Reconhece ainda o facto de o seu pai não lhe ter aceitado a carreira de música como caminho certo a seguir: "Sobre dois assuntos nunca trocámos uma palavra: religião, que não era a mesma (pai protestante, filho católico) e espetáculos. Sempre que me via na televisão comentava com a minha mãe, mas nunca me disse nada. Nunca deu o braço a torcer."

Numa recente entrevista ao Diário de Notícias, Marco Paulo acrescentou: "o meu pai nunca pensou que fizesse uma carreira de 50 anos. Porque ele achava que isto era um hobby que as pessoas estavam a aplaudir muito e um ano ou dois depois esqueciam-se, que era tudo muito passageiro. Os que hoje gostavam, amanhã já não gostariam.
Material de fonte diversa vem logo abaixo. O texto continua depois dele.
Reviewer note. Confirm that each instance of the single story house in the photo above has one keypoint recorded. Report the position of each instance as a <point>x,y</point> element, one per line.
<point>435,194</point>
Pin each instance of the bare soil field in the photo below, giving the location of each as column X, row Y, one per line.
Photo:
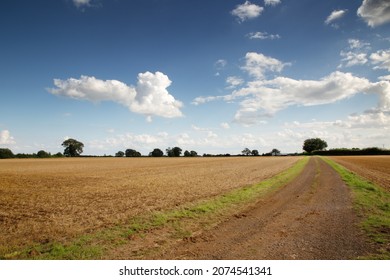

Por isso é que gostava que ele tivesse estado presente quando comemorei os 50 anos." No entanto, o cantor diz que "não tinha de provar nada" ao seu pai, porque isso seria "entrar em despique com ele". E continua: 'Você, pai, não queria e afinal eu consegui.' Podia não ter acontecido e o meu pai não ia confrontar-me: 'Vês?'. Felizmente tive o apoio dos portugueses e das editoras com que trabalhei. O público merece o melhor que todos nós possamos fazer."

Então com 72 anos, Marco Paulo admitiu que não iria terminar a sua carreira em breve. Ao DN disse: "sou incapaz de virar as costas a um público que me foi tão fiel. Às vezes, estou sozinho e penso: "Meu Deus, como é que um dia me vou despedir?". Com 50 anos de carreira e considerado um dos cantores mais populares do país, Marco Paulo reconhece que entrar em palco ainda é um momento que valoriza e agradece: "É sagrado. É um momento sagrado. Porque o palco é uma coisa especial." Numa entrevista à rádio Observador, o artista popular comove-se ao falar sobre a saída definitiva dos palcos: "Estou-me a arrepiar todo só de pensar nesse momento."

Em 2019, a RTP Memória cria a série documental "Vejam Bem", com o jornalista Nuno Galopim. Com 10 episódios atribuídos a grandes nomes da música portuguesa, como José Mário Branco, Carlos do Carmo, Fernando Tordo, Paulo de Carvalho ou Simone de Oliveira, a série da RTP faz um tributo à música nacional. No quinto episódio, intitulado "Maravilhoso Coração", conhece-se o percurso musical de Marco Paulo.

Nuno Galopim explicou que o objetivo desse projeto era contar "as histórias de quem faz música pela sua própria voz. Entre palavras, imagens e canções vemos biografias dos grandes músicos portugueses do nosso tempo".